Inlet Diverter Section
The inlet stream to the separator is typically a high-velocity turbulent mixture of gas and liquid. Due to the high velocity, the fluids enter the separator with a high momentum. Collision or abruptly changes the direction of flow by absorbing the momentum of the liquid and allowing the liquid and gas to separate. This results in the initial “gross” separation of liquid and gas. The inlet diverter, sometimes referred to as the primary separation section. Therefor this section is used to reduce the momentum of the inlet flow stream, perform an initial bulk separate ion of the gas and liquid phases, and enhance gas flow distribution. There are varieties of inlet devices available and these will be discussed in more detail in a later section.
Liquid Collection Section
The liquid collection section, located at the bottom of the vessel, it acts as a receiver for all liquid removed from the gas in the inlet, gas gravity, and mist extraction sections. The liquid collection section provides the required retention time necessary for any entrained gas in the liquid to escape to the gravity settling section. In addition, it provides a surge volume to handle intermittent slugs. In three-phase separation applications, the liquid gravity section also provides residence time to allow for separation of water droplets from a lighter hydrocarbon liquid phase and vice-versa. Due to the smaller difference in gravity between crude oil and water, compared to gas and liquid in two-phase separation, Liquid-liquid separation requires longer retention times than gas-liquid separation.
Also in in three phase separators, a coalescing packs are sometimes used to promote hydrocarbon liquid – water separation, though they should not be used in applications that are prone to plugging, e.g. wax, sand, etc.
Gravity Settling Section
As the gas stream enters the gravity settling section, its velocity drops and small liquid droplets that were entrained in the gas and not separated by the inlet diverter are separated out by gravity and fall to the gas liquid interface, preconditioning the gas for final polishing by the mist extractor.
. The gravity settling section is sized so that liquid droplets greater than 100 to 140 microns fall to the gas-liquid interface while smaller liquid droplets remain with the gas. Liquid droplets greater than 100 to 140 microns are undesirable as they can overload the mist extractor at the separator outlet.

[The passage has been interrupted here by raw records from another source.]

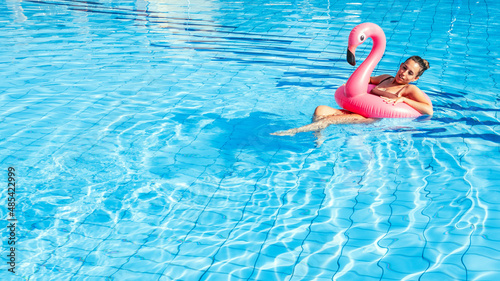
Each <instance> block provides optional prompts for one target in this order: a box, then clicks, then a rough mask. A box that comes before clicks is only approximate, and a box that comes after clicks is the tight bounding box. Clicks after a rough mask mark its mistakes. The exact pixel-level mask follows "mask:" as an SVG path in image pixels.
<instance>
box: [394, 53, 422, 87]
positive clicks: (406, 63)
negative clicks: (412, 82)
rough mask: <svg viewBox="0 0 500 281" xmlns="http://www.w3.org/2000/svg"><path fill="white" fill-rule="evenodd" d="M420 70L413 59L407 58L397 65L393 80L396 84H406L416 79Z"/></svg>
mask: <svg viewBox="0 0 500 281" xmlns="http://www.w3.org/2000/svg"><path fill="white" fill-rule="evenodd" d="M419 72H420V65H419V64H418V63H417V62H416V61H414V60H411V59H410V60H407V61H406V62H404V63H402V64H401V66H400V67H399V70H398V73H397V74H396V77H394V80H395V81H396V83H398V84H408V83H410V82H413V81H417V80H418V76H417V75H418V73H419Z"/></svg>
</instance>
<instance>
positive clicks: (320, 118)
mask: <svg viewBox="0 0 500 281" xmlns="http://www.w3.org/2000/svg"><path fill="white" fill-rule="evenodd" d="M375 120H376V119H373V118H366V117H363V116H361V115H359V114H356V113H352V112H349V111H347V110H343V109H340V110H339V109H335V108H332V107H329V106H325V105H320V106H318V107H317V108H316V110H315V111H314V116H313V122H312V123H311V124H309V125H305V126H302V127H300V128H294V129H290V130H286V131H279V132H276V133H272V134H271V135H275V136H293V135H295V134H296V133H302V132H311V131H316V132H319V131H321V130H323V129H324V128H326V127H328V126H330V125H332V124H360V123H372V122H374V121H375Z"/></svg>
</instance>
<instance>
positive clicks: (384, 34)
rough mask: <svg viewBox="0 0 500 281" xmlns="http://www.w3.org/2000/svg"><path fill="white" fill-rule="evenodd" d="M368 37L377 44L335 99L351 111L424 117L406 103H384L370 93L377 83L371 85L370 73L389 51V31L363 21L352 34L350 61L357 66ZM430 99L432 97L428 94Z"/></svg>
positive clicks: (361, 114)
mask: <svg viewBox="0 0 500 281" xmlns="http://www.w3.org/2000/svg"><path fill="white" fill-rule="evenodd" d="M368 38H372V40H373V47H372V50H371V52H370V54H369V55H368V57H367V58H366V59H365V61H364V62H363V63H362V64H361V65H360V66H359V67H358V68H357V69H356V70H355V71H354V73H353V74H352V75H351V77H349V79H348V80H347V83H346V84H345V85H342V86H340V87H339V88H338V89H337V91H335V101H336V102H337V104H338V105H339V106H340V107H342V108H343V109H346V110H348V111H351V112H354V113H357V114H360V115H362V116H364V117H372V118H405V117H418V116H422V114H421V113H420V112H418V111H417V110H416V109H414V108H413V107H411V106H409V105H408V104H406V103H398V104H395V105H392V104H388V103H386V102H384V101H383V100H382V99H381V98H380V97H379V96H376V95H372V94H370V91H371V90H372V89H373V88H374V87H375V86H376V85H373V84H370V76H371V74H372V72H373V70H374V69H375V66H377V64H378V63H379V61H380V59H381V58H382V56H383V54H384V51H385V43H386V42H385V34H384V31H383V30H382V28H380V27H379V26H378V25H376V24H373V23H362V24H360V25H358V26H356V27H355V28H353V30H352V31H351V33H350V34H349V41H348V50H347V61H348V62H349V64H351V65H353V66H354V65H356V59H355V55H354V54H355V51H356V48H357V47H358V46H359V45H361V44H363V42H365V41H366V40H367V39H368ZM424 95H425V97H426V98H427V99H428V100H429V101H430V99H429V97H428V96H427V95H426V94H425V93H424Z"/></svg>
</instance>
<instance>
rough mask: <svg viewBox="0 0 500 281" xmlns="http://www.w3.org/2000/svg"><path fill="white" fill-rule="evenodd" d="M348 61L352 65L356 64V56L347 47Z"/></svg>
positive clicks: (353, 65) (354, 65)
mask: <svg viewBox="0 0 500 281" xmlns="http://www.w3.org/2000/svg"><path fill="white" fill-rule="evenodd" d="M347 62H348V63H349V64H350V65H352V66H355V65H356V56H355V55H354V53H353V52H351V50H349V49H347Z"/></svg>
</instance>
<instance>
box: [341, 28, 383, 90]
mask: <svg viewBox="0 0 500 281" xmlns="http://www.w3.org/2000/svg"><path fill="white" fill-rule="evenodd" d="M384 37H385V36H384ZM372 40H373V47H372V50H371V52H370V54H369V55H368V57H367V58H366V59H365V61H364V62H363V63H362V64H361V65H360V66H359V67H358V68H357V69H356V70H355V71H354V72H353V74H352V75H351V77H349V79H348V80H347V84H346V95H347V96H351V97H353V96H357V95H361V94H365V93H366V92H367V91H368V84H369V83H370V76H371V74H372V72H373V70H374V69H375V67H376V66H377V64H378V63H379V61H380V59H381V58H382V56H383V55H384V51H385V38H380V37H379V36H377V35H375V36H373V37H372Z"/></svg>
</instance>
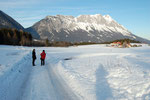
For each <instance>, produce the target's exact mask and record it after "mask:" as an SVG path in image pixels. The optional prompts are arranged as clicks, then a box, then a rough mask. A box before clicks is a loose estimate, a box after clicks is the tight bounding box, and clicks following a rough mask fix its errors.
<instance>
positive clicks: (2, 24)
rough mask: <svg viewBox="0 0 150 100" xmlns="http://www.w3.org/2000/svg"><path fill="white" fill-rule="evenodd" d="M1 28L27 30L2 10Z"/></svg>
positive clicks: (20, 24)
mask: <svg viewBox="0 0 150 100" xmlns="http://www.w3.org/2000/svg"><path fill="white" fill-rule="evenodd" d="M0 28H16V29H18V30H20V29H21V30H25V29H24V27H23V26H22V25H21V24H19V23H18V22H17V21H15V20H14V19H13V18H12V17H10V16H9V15H7V14H6V13H4V12H3V11H1V10H0Z"/></svg>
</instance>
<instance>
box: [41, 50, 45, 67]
mask: <svg viewBox="0 0 150 100" xmlns="http://www.w3.org/2000/svg"><path fill="white" fill-rule="evenodd" d="M45 57H46V53H45V50H43V52H42V53H41V66H43V65H45Z"/></svg>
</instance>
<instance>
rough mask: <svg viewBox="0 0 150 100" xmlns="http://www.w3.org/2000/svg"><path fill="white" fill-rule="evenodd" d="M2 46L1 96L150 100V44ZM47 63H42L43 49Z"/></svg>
mask: <svg viewBox="0 0 150 100" xmlns="http://www.w3.org/2000/svg"><path fill="white" fill-rule="evenodd" d="M32 49H33V47H18V46H2V45H1V46H0V52H1V54H0V57H1V58H0V100H150V47H149V46H147V45H144V44H143V47H138V48H111V47H106V46H105V45H88V46H79V47H68V48H59V47H56V48H55V47H47V48H46V47H45V48H44V47H42V48H40V47H36V48H35V49H36V55H37V60H36V66H34V67H33V66H32V55H31V54H32ZM42 50H45V51H46V54H47V56H46V64H45V66H40V53H41V52H42Z"/></svg>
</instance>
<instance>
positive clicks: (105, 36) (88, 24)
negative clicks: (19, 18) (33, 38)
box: [27, 14, 149, 43]
mask: <svg viewBox="0 0 150 100" xmlns="http://www.w3.org/2000/svg"><path fill="white" fill-rule="evenodd" d="M27 30H28V31H29V32H31V33H32V34H34V35H35V34H36V33H37V35H40V38H41V39H46V38H48V39H49V40H50V41H68V42H97V43H99V42H106V41H112V40H116V39H122V38H129V39H134V40H138V41H142V42H149V41H148V40H146V39H143V38H140V37H137V36H135V35H133V34H132V33H131V32H130V31H128V30H127V29H126V28H124V27H123V26H122V25H120V24H118V23H117V22H116V21H115V20H113V19H112V18H111V17H110V16H109V15H104V16H102V15H100V14H96V15H80V16H78V17H73V16H64V15H56V16H47V17H45V18H44V19H42V20H41V21H39V22H37V23H35V24H34V25H33V26H32V27H30V28H28V29H27ZM34 35H33V36H34Z"/></svg>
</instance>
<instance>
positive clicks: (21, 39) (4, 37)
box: [0, 28, 32, 46]
mask: <svg viewBox="0 0 150 100" xmlns="http://www.w3.org/2000/svg"><path fill="white" fill-rule="evenodd" d="M0 44H6V45H23V46H30V45H32V35H31V34H29V33H28V32H24V31H23V30H17V29H7V28H3V29H0Z"/></svg>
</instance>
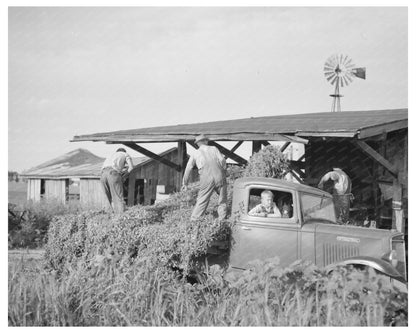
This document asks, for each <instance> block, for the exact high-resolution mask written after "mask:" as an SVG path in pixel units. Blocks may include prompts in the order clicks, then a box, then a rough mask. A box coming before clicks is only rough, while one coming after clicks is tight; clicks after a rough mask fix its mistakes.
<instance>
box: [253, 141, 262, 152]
mask: <svg viewBox="0 0 416 333" xmlns="http://www.w3.org/2000/svg"><path fill="white" fill-rule="evenodd" d="M260 149H261V141H254V140H253V144H252V149H251V155H253V154H254V153H257V152H258V151H259V150H260Z"/></svg>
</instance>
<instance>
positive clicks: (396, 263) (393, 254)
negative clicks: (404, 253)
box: [389, 250, 399, 267]
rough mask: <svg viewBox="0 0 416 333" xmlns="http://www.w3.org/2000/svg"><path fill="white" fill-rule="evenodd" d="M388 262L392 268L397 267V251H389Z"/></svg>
mask: <svg viewBox="0 0 416 333" xmlns="http://www.w3.org/2000/svg"><path fill="white" fill-rule="evenodd" d="M389 261H390V263H391V264H392V266H393V267H397V264H398V263H399V260H398V259H397V251H396V250H391V251H390V254H389Z"/></svg>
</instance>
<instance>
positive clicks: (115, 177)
mask: <svg viewBox="0 0 416 333" xmlns="http://www.w3.org/2000/svg"><path fill="white" fill-rule="evenodd" d="M131 170H133V161H132V159H131V157H130V155H129V154H127V153H126V150H125V149H124V148H119V149H117V151H116V152H115V153H114V154H113V155H111V156H110V157H108V158H107V159H106V160H105V161H104V163H103V166H102V169H101V184H102V186H103V189H104V193H105V195H106V197H107V199H108V202H109V204H110V207H111V208H112V209H113V212H115V213H116V214H121V213H122V212H123V211H124V209H125V205H124V196H123V178H124V177H125V176H126V174H128V173H129V172H130V171H131ZM126 171H127V173H126Z"/></svg>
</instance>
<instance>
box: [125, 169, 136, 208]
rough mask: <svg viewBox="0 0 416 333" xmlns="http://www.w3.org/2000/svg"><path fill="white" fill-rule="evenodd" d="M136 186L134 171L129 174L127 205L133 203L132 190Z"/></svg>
mask: <svg viewBox="0 0 416 333" xmlns="http://www.w3.org/2000/svg"><path fill="white" fill-rule="evenodd" d="M135 186H136V175H135V174H134V173H130V174H129V185H128V191H127V206H129V207H130V206H133V205H134V190H135Z"/></svg>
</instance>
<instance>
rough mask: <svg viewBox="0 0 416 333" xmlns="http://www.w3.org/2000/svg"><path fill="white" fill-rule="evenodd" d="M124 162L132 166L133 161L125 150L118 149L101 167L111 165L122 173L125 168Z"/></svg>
mask: <svg viewBox="0 0 416 333" xmlns="http://www.w3.org/2000/svg"><path fill="white" fill-rule="evenodd" d="M126 162H127V163H129V165H130V164H131V166H133V161H132V159H131V157H130V155H129V154H127V153H125V152H122V151H118V152H115V153H114V154H113V155H111V156H110V157H108V158H107V159H106V160H105V161H104V163H103V166H102V169H104V168H108V167H111V168H113V169H114V170H116V171H118V172H120V173H122V172H123V171H124V170H125V169H126Z"/></svg>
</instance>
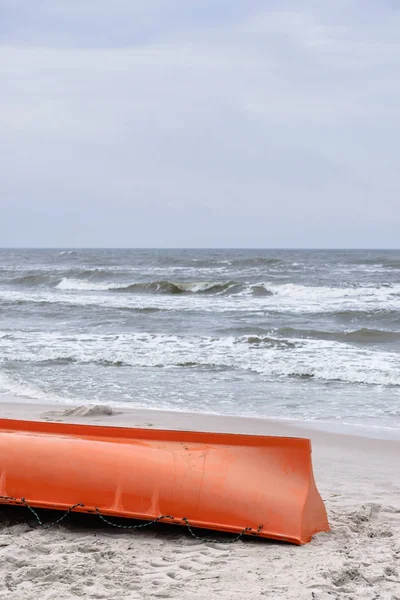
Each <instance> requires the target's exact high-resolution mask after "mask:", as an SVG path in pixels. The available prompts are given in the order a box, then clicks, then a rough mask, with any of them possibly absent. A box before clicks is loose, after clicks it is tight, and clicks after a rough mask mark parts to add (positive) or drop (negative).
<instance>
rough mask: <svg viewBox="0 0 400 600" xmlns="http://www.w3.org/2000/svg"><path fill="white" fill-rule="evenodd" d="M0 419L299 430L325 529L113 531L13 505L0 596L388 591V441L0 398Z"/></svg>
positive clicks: (395, 457) (275, 593)
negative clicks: (203, 531) (310, 444)
mask: <svg viewBox="0 0 400 600" xmlns="http://www.w3.org/2000/svg"><path fill="white" fill-rule="evenodd" d="M0 414H1V416H2V417H3V418H20V419H42V420H56V421H65V422H77V423H78V422H81V423H93V424H99V423H101V424H109V425H117V426H118V425H124V426H144V427H159V428H167V429H191V430H203V431H226V432H238V433H239V432H240V433H254V434H267V435H268V434H274V435H285V436H287V435H289V436H302V437H310V438H311V439H312V444H313V465H314V473H315V478H316V481H317V485H318V488H319V490H320V493H321V495H322V497H323V499H324V501H325V503H326V507H327V510H328V516H329V520H330V524H331V528H332V531H331V532H330V533H322V534H318V535H317V536H315V537H314V539H313V540H312V542H311V543H310V544H307V545H305V546H301V547H297V546H293V545H289V544H282V543H276V542H272V541H260V540H252V539H251V540H250V539H246V540H244V541H240V542H237V543H235V544H231V545H230V544H228V545H224V544H213V543H206V542H199V541H196V540H195V539H193V538H192V537H191V536H190V535H189V533H188V532H187V531H185V530H182V529H181V528H178V527H170V526H165V525H159V526H154V527H152V528H151V529H149V530H143V531H141V532H140V533H139V532H132V533H129V532H128V533H126V532H120V531H118V530H116V529H112V528H107V527H106V526H103V525H101V524H100V523H99V522H98V521H94V520H93V519H91V518H87V517H85V516H81V515H79V516H73V517H72V518H71V519H70V520H67V521H66V522H65V524H64V525H62V526H56V527H54V528H51V529H49V530H48V531H44V530H42V529H40V528H39V527H38V526H37V523H35V521H34V519H33V518H32V517H31V516H30V515H29V514H27V513H26V512H25V511H24V509H10V508H8V507H7V508H2V509H1V512H0V565H1V567H0V597H1V598H12V599H16V600H17V599H18V600H25V599H26V600H34V599H37V598H41V599H42V598H43V599H44V600H50V599H54V600H55V599H57V600H58V599H61V598H62V599H65V600H67V599H68V600H69V599H71V600H72V599H73V598H74V599H75V598H96V599H100V598H103V599H110V600H111V599H112V600H114V599H115V600H116V599H119V598H127V599H131V600H134V599H138V598H179V599H181V598H182V599H186V598H187V599H190V600H191V599H193V600H203V599H204V598H221V599H222V600H228V599H229V600H231V599H235V600H236V599H238V600H239V599H242V598H245V597H248V598H260V599H261V598H287V599H292V598H293V599H295V598H296V599H297V600H299V599H301V600H303V599H304V600H306V599H316V600H328V599H329V600H332V598H340V599H346V600H350V599H353V598H354V599H355V598H365V599H370V600H373V599H376V598H382V599H387V600H396V599H398V598H400V542H399V540H400V477H399V471H398V461H399V456H400V442H399V441H393V440H379V439H369V438H366V437H356V436H350V435H339V434H334V433H326V432H323V431H313V430H307V429H303V428H302V427H299V426H297V427H296V426H293V425H287V424H285V423H284V422H273V421H268V420H264V419H250V418H239V417H219V416H214V415H199V414H190V413H174V412H164V411H154V410H127V409H113V410H111V409H108V408H107V407H104V406H103V407H102V406H100V407H98V406H93V407H77V406H75V407H74V406H71V407H66V406H64V405H60V404H31V403H29V404H28V403H26V402H21V401H16V399H13V398H7V397H5V398H4V401H3V402H2V403H0Z"/></svg>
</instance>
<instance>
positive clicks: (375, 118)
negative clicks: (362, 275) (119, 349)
mask: <svg viewBox="0 0 400 600" xmlns="http://www.w3.org/2000/svg"><path fill="white" fill-rule="evenodd" d="M17 4H18V3H17ZM94 4H95V5H96V10H95V9H94ZM200 4H201V8H199V5H200ZM27 6H28V4H26V3H25V2H20V3H19V5H18V8H19V10H17V9H16V8H15V7H16V4H15V3H11V2H10V3H9V8H8V9H7V6H6V9H5V10H6V14H8V20H7V23H8V25H7V27H6V28H4V27H3V37H2V40H3V46H0V70H1V71H2V73H4V74H5V77H3V79H4V84H3V85H2V94H1V97H0V154H1V158H2V164H3V167H4V170H3V174H2V175H0V192H1V196H0V203H2V204H4V209H5V211H6V214H7V218H6V220H5V221H3V224H2V225H0V235H1V238H0V245H61V246H65V245H89V246H90V245H110V246H157V245H167V246H186V245H196V246H224V245H227V246H232V245H233V246H236V245H240V246H267V247H269V246H292V247H293V246H326V245H328V246H353V247H354V246H356V247H357V246H387V245H389V246H396V245H398V241H397V239H398V235H397V227H398V225H399V220H400V219H399V217H400V205H399V202H398V197H399V191H400V190H399V188H400V185H399V180H398V172H399V167H400V165H399V158H398V152H397V138H398V134H399V133H400V132H399V128H400V127H399V123H400V121H399V116H400V115H399V113H400V109H399V106H400V98H399V96H400V84H399V82H398V78H397V77H396V73H397V72H398V71H399V67H400V64H399V63H400V44H399V41H398V36H397V34H396V32H398V27H399V25H400V22H399V18H400V17H399V12H398V11H396V10H393V9H392V8H391V7H390V6H389V5H388V4H385V3H382V2H381V3H378V2H366V3H365V4H363V9H362V10H361V8H360V4H359V3H358V2H350V3H349V2H346V3H344V2H343V3H340V2H333V1H332V2H327V3H323V4H320V3H313V2H311V1H308V2H305V1H304V2H297V3H289V2H288V3H285V2H280V3H279V4H278V3H276V2H267V1H264V2H256V1H254V2H249V3H242V2H238V1H237V2H229V3H228V2H226V1H220V2H213V3H211V2H204V3H197V2H194V0H193V2H187V3H184V6H185V10H182V2H178V1H177V2H173V1H172V2H161V1H160V2H155V1H153V2H149V3H148V4H146V10H144V8H143V7H144V5H143V3H137V2H133V1H132V2H123V1H122V0H119V1H118V2H116V3H115V6H113V8H112V10H111V8H110V7H111V4H110V3H108V2H107V3H106V2H95V3H94V2H89V1H86V2H79V3H78V2H72V1H71V2H50V1H48V2H45V1H44V0H42V1H41V2H39V3H38V4H37V5H35V7H36V12H33V8H32V7H33V5H32V4H29V6H30V7H31V8H29V10H27V12H26V13H24V11H23V9H24V8H27ZM243 7H245V8H243ZM7 11H8V12H7ZM56 25H57V26H56ZM4 29H6V31H4ZM28 30H29V35H27V34H26V32H27V31H28ZM107 32H109V35H107ZM118 32H119V33H118ZM124 32H128V33H129V35H127V36H125V33H124ZM124 36H125V37H124ZM128 38H129V39H128ZM63 214H64V218H63ZM33 223H34V225H35V226H34V227H33V228H32V224H33ZM396 224H397V225H396ZM2 240H3V241H2Z"/></svg>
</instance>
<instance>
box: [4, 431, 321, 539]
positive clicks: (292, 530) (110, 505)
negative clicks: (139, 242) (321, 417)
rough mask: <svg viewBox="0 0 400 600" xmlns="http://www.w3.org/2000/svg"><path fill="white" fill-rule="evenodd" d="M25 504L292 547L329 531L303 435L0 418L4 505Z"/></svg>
mask: <svg viewBox="0 0 400 600" xmlns="http://www.w3.org/2000/svg"><path fill="white" fill-rule="evenodd" d="M21 498H25V499H26V502H27V503H28V504H29V505H30V506H33V507H37V508H52V509H59V510H67V509H68V508H69V507H70V506H71V505H73V504H77V503H82V504H83V505H84V507H78V508H76V509H74V510H76V511H81V512H93V511H95V510H96V508H97V509H98V510H99V511H100V513H101V514H103V515H114V516H121V517H130V518H135V519H145V520H152V519H155V518H157V517H159V516H160V515H171V516H173V517H174V521H173V522H174V523H178V524H182V525H185V521H183V519H184V518H186V519H187V520H188V522H189V523H190V525H191V526H192V527H200V528H207V529H216V530H220V531H229V532H232V533H240V532H241V531H243V529H244V528H246V527H250V528H251V530H252V531H248V532H246V535H254V534H256V532H257V530H258V529H259V527H260V526H261V525H262V528H261V530H260V532H259V535H260V536H261V537H267V538H273V539H278V540H284V541H289V542H293V543H295V544H304V543H306V542H309V541H310V540H311V537H312V536H313V535H314V534H315V533H317V532H319V531H328V530H329V525H328V521H327V516H326V511H325V506H324V503H323V501H322V499H321V497H320V495H319V493H318V491H317V488H316V486H315V482H314V477H313V472H312V464H311V443H310V440H308V439H303V438H283V437H274V436H251V435H235V434H225V433H200V432H188V431H166V430H152V429H128V428H123V427H103V426H93V425H71V424H65V423H42V422H33V421H16V420H11V419H0V503H7V504H10V503H11V504H15V503H18V500H19V499H21ZM13 499H14V500H13ZM166 522H171V521H170V520H168V519H166Z"/></svg>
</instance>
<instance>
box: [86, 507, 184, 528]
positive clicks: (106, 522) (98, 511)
mask: <svg viewBox="0 0 400 600" xmlns="http://www.w3.org/2000/svg"><path fill="white" fill-rule="evenodd" d="M94 508H95V511H96V513H97V516H98V517H99V519H100V520H101V521H104V523H107V525H111V527H118V529H142V528H143V527H148V526H149V525H153V524H154V523H158V521H161V519H172V520H173V521H175V519H174V517H171V516H170V515H161V516H160V517H157V518H156V519H154V520H153V521H146V523H141V524H140V525H120V524H119V523H113V522H112V521H109V520H108V519H106V518H105V517H104V516H103V515H102V514H101V513H100V511H99V509H98V508H97V506H95V507H94Z"/></svg>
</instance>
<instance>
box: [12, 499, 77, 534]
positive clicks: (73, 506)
mask: <svg viewBox="0 0 400 600" xmlns="http://www.w3.org/2000/svg"><path fill="white" fill-rule="evenodd" d="M21 502H22V504H23V505H24V506H26V508H28V509H29V510H30V511H31V513H32V514H33V516H34V517H35V519H36V521H37V522H38V523H39V525H40V527H41V528H42V529H50V527H54V525H58V524H59V523H61V522H62V521H64V519H65V518H66V517H68V515H69V513H70V512H72V511H73V510H74V508H77V507H78V506H81V507H84V504H82V503H81V502H79V503H78V504H73V505H72V506H71V507H70V508H69V509H68V510H67V511H66V512H65V513H64V514H63V515H62V516H61V517H60V518H59V519H57V520H56V521H53V523H50V524H49V525H44V523H42V521H41V520H40V517H39V515H38V514H37V512H36V511H35V510H34V509H33V508H32V506H29V504H28V503H27V501H26V500H25V498H21Z"/></svg>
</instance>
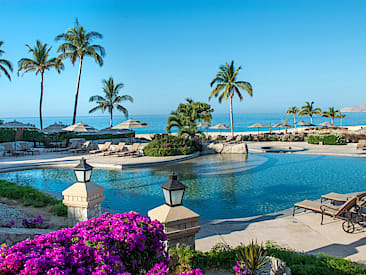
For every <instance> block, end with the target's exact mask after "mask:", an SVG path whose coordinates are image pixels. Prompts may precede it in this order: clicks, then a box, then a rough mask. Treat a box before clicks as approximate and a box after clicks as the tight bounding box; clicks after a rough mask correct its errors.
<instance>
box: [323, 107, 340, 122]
mask: <svg viewBox="0 0 366 275" xmlns="http://www.w3.org/2000/svg"><path fill="white" fill-rule="evenodd" d="M338 113H339V111H338V110H335V109H334V107H329V108H328V111H326V112H323V114H322V116H323V117H329V118H330V122H331V123H332V124H333V121H334V118H336V117H337V115H338Z"/></svg>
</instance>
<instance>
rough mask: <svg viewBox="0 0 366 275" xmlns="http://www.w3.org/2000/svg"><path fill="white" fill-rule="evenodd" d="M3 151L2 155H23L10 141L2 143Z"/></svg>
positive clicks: (23, 154) (23, 152)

In some horizontal designs, straightening vanes are used to reduce turbulence. The vanes also act as droplet coalescers, which reduces the horizontal length required for droplet removal from the gas stream.
Mist Extractor Section
Gas leaving the gravity settling section contains small liquid droplets, generally less than 100 to 140 microns. Before the gas leaves the vessel, it passes through a coalescing section or mist extractor. This section uses coalescing elements that provide a large amount of surface area used to coalesce and remove the small droplets of liquid. As the gas flows through the coalescing elements, it must make numerous directional changes. Due to their greater mass, the liquid droplets cannot follow the rapid changes in direction of flow. These droplets impinge and collect on the coalescing elements, where they fall to the liquid collection section. Quoted liquid carryover from the various types of mist extraction devices are usually in the range of 0.1 – 1 gal/MMscf.
Fig .2- 7.Horizontal Separator sections with gas bubble in liquid phase, and liquid droplet in gas phase.
Factors to be considered for separator configuration selection include:
• What separation quality is required by downstream equipment and processes?
• How well will extraneous material (e.g. sand, mud, corrosion products) be handled?
• How much plot space will be required?
• Will the separator be too tall for transport if skidded?
• Is there enough interface surface for 3-phase separation (e.g. gas/hydrocarbon/glycol liquid)?
• Can heating coils or sand jets be incorporated if required?
• How much surface area is available for degassing of separated liquid?
• Must surges in liquid flow be handled without large changes in level?
• Is large liquid retention volume necessary?
• What are the heat retention requirements (e.g. freeze protection)?
Fig .2- 8.Vertical Separator sections with gas bubble in liquid phase and liquid droplet in gas phase.